The largest number of arrests have taken place in Jammu and Kashmir, where a pro-independence insurgency has been raging since 1989 and which was stripped of its autonomy by the Indian government in 2019.
Rahul Verma, fellow at the Center for Policy Research, a Delhi think tank, said preventive detention has been used by successive Indian governments.
“I think the government’s viewpoint is that these laws are needed, especially due to the challenges the Indian state has been facing due to external aggression or terrorism in some parts of Jammu and Kashmir,” said Mr Verma.
“But, in recent times, these laws have come under renewed scrutiny, especially after the courts have recognised that some UAPA arrests are arbitrary.”
On top of the detentions, organisations like Human Rights Watch have detailed forced disappearances, extrajudicial killings and gang-rapes of civilians in Jammu and Kashmir.
“Now, over the last three years, the Indian authorities have begun invoking the dreaded UAPA more widely. They want to control and dominate the population of Kashmir through repressive and oppressive tactics,” said Habeel Iqbal, a lawyer working on UAPA cases in Kashmir.
“Whenever anybody is arrested, including the youth, they face physical torture during the first 15 or 20 days of their arrest. It hasn’t been widely reported because these detainees often only get released after six months.”
Detainees across Kashmir reported severe abuse, some for several weeks at a time, following their detention by the Indian police.

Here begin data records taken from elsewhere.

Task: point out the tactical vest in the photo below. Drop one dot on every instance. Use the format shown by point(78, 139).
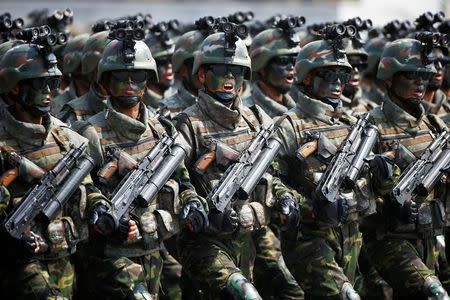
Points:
point(156, 220)
point(62, 235)
point(410, 146)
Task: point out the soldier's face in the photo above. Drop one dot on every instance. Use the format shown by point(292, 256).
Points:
point(279, 73)
point(222, 78)
point(329, 82)
point(441, 66)
point(127, 83)
point(36, 93)
point(165, 72)
point(410, 85)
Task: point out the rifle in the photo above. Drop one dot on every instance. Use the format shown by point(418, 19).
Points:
point(422, 175)
point(346, 165)
point(241, 178)
point(144, 181)
point(47, 198)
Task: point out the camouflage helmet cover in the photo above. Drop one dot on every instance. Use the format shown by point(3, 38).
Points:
point(212, 51)
point(92, 51)
point(112, 59)
point(186, 48)
point(402, 55)
point(268, 44)
point(72, 53)
point(22, 62)
point(315, 55)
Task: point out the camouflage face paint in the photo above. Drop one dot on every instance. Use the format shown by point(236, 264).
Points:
point(280, 74)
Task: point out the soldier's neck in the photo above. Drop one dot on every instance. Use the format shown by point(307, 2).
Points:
point(25, 116)
point(271, 92)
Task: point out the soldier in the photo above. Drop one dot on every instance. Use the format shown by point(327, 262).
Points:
point(162, 47)
point(273, 53)
point(94, 100)
point(128, 263)
point(399, 239)
point(218, 258)
point(182, 61)
point(38, 266)
point(71, 69)
point(322, 253)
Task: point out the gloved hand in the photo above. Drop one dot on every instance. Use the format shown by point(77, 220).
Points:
point(289, 211)
point(102, 221)
point(33, 244)
point(193, 215)
point(407, 213)
point(226, 222)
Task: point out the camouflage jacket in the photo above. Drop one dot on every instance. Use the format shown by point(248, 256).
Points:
point(413, 136)
point(154, 100)
point(179, 101)
point(270, 106)
point(209, 126)
point(63, 98)
point(84, 107)
point(311, 115)
point(136, 137)
point(44, 145)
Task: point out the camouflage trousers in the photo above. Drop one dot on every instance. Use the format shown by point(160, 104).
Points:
point(322, 259)
point(123, 277)
point(272, 278)
point(36, 279)
point(404, 264)
point(209, 261)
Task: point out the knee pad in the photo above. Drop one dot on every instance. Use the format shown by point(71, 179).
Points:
point(240, 288)
point(433, 288)
point(348, 292)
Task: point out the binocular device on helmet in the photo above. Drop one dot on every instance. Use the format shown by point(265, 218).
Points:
point(359, 23)
point(426, 20)
point(241, 17)
point(42, 36)
point(338, 32)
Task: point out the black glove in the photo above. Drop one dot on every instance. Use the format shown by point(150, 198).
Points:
point(290, 208)
point(225, 222)
point(407, 213)
point(102, 221)
point(194, 216)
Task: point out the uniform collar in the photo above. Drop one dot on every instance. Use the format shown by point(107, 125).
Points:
point(219, 113)
point(125, 126)
point(269, 105)
point(27, 133)
point(314, 108)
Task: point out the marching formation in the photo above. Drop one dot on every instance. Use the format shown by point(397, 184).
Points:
point(228, 158)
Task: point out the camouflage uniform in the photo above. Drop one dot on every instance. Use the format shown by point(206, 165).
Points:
point(128, 268)
point(93, 101)
point(403, 253)
point(211, 261)
point(71, 62)
point(321, 255)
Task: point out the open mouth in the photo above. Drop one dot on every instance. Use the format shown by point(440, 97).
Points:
point(289, 79)
point(228, 87)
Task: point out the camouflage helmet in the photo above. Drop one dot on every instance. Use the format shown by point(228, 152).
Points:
point(268, 44)
point(402, 55)
point(212, 51)
point(25, 61)
point(186, 48)
point(72, 53)
point(315, 55)
point(92, 51)
point(112, 59)
point(157, 46)
point(374, 48)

“During my interrogation, police would hit me on my shoulders, thighs and bottom. They would slap me repeatedly on my face and hit my face at all times with sticks, even pulling at my beard,” alleged one man in his 30s, who wishes to remain anonymous.
He says he was arrested near the city of Srinagar in January after he was accused of having information about a militant group that had engaged in a gunfight with police.
“I was kept standing outside in the snow from morning until 8pm and they would not allow me to sleep. One of them hit me so hard on my right hand that my thumb got dislocated and I still feel numbness in it,” the man alleged.
He was then transferred to jail over 700 kilometres away in the state of Haryana, before being finally released in July after a court said there were no “compelling reasons” to detain him.
“The torture remains with them for a long, long time,” said Mr Iqbal, “People act completely differently after they are released, they remain within themselves. They are not the same person afterwards.”
Children also allege they were tortured. The parents of a 15-year-old boy said their son was “subject to electric current shocks and beaten with sticks on his shoulders, thighs, legs, arms, back, and fingertips” after being accused of detonating a mine.
His parents say his initial police confession was obtained under duress. The minor has now been released and sent to a trauma recovery facility.
“People are being severely tortured to confess to crimes that they have not done. They are put in solitary confinement and children are put with criminals,” said Sabia Dar, an activist with the Association of Parents of Disappeared Persons.
“Private parts are tortured, people are hung upside down and their bodies are beaten with sticks, while others have electric shocks on their fingertips, ears, hands and feet.”
India’s preventive detention laws faced scrutiny earlier this month after the death in detention of 84-year-old Father Stan Swamy, one of the country’s highest-profile human rights activists.
Activists allege his detainment was politically motivated and he was punished for vocally supporting the rights of India’s exploited tribal populations.
“Ensuring public safety is the state’s responsibility but unfortunately, the Indian authorities have been using counter-terror laws to arbitrarily detain people. In many cases, charges are never filed and in others, trials can take a long time while people remain in jail until judges find the evidence against them insufficient,” said Meenakshi Ganguly, the Head of South Asia at Human Rights Watch.
“There are serious allegations of mistreatment in custody. It is concerning that there is no accountability or reparations for such abuses.”
The Indian Ministry of Home Affairs did not respond to the Telegraph’s request for comment.